Карцер, находившийся в распоряжении Сетубаловой полиции, еще более темный и сырой, чем тот, что находился в тюрьме на пласа дель Блат, закрыли наглухо и повесили тяжелый замок. Португальцу было предельно ясно, что выбраться из этих четырех стен Галана сможет только в деревянном костюме. Да и пора было ввести в курс дела его честь, если, конечно, его всенепременные визиты уже подошли к концу.

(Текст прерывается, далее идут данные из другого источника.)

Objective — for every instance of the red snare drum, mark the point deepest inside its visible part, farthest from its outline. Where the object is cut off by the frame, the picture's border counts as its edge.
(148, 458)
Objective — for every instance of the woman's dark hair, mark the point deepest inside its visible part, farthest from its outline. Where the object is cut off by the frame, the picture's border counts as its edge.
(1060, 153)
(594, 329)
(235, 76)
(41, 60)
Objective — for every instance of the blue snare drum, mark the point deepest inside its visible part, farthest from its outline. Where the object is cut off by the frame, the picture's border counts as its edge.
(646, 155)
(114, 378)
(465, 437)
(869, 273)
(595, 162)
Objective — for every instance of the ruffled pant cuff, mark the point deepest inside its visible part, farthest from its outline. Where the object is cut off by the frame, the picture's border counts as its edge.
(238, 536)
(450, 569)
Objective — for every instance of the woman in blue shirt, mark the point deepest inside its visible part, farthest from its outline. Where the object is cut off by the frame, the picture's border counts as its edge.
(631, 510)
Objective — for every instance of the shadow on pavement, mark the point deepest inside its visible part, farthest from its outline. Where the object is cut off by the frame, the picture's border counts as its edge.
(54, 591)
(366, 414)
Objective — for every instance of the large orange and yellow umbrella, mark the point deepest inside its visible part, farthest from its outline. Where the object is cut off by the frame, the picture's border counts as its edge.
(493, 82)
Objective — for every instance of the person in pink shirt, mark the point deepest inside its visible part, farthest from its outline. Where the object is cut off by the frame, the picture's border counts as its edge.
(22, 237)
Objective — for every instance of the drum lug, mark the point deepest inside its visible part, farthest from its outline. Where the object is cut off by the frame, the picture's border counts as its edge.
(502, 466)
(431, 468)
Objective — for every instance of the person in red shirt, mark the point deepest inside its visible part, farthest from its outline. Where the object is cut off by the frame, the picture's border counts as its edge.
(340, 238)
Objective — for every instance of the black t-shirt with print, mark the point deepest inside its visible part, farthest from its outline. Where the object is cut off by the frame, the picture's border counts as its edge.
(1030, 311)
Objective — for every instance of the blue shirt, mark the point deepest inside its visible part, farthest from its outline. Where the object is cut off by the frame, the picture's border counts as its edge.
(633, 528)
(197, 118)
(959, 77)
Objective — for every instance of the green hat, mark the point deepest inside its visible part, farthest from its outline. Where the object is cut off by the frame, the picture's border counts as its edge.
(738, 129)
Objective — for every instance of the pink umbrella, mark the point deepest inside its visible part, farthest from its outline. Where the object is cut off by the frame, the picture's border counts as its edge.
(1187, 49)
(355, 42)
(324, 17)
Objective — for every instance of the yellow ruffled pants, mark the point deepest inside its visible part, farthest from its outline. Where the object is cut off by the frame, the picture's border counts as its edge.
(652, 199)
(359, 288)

Немноголюдному шествию, направлявшемуся на кладбище дель Пи, был безразличен колокольный звон и праздничные дни. Они сносили дождь смиренно и молча. В тесном закутке вода стекала по желобам ниш и ударялась о землю, переполняя лужи. Нандо подошел к могиле своего друга с выражением человека, который никак не может поверить своим глазам. Маэстро Перрамон и Тереза, стоявшие от юноши по бокам, сопровождали его молчание все еще оторопевшими взглядами; все они начисто лишились способности понимать, что происходит. Раздался крик дрозда, но они не обратили на него внимания, в особенности Нандо, который бормотал «не верю, не верю», и плакал про себя, а это же так больно, и смотрел на могильную плиту, на которой неуклюжим почерком было выведено: «Андреу Перрамон, тысяча семьсот семьдесят девятый – тысяча семьсот девяносто девятый („Даже конец века не дали ему увидеть, Господи!“),
– Что? Какие письма?
– Я написал ему уйму писем. Где они?
– Мы ни одного из них не получали, – промолвила Тереза.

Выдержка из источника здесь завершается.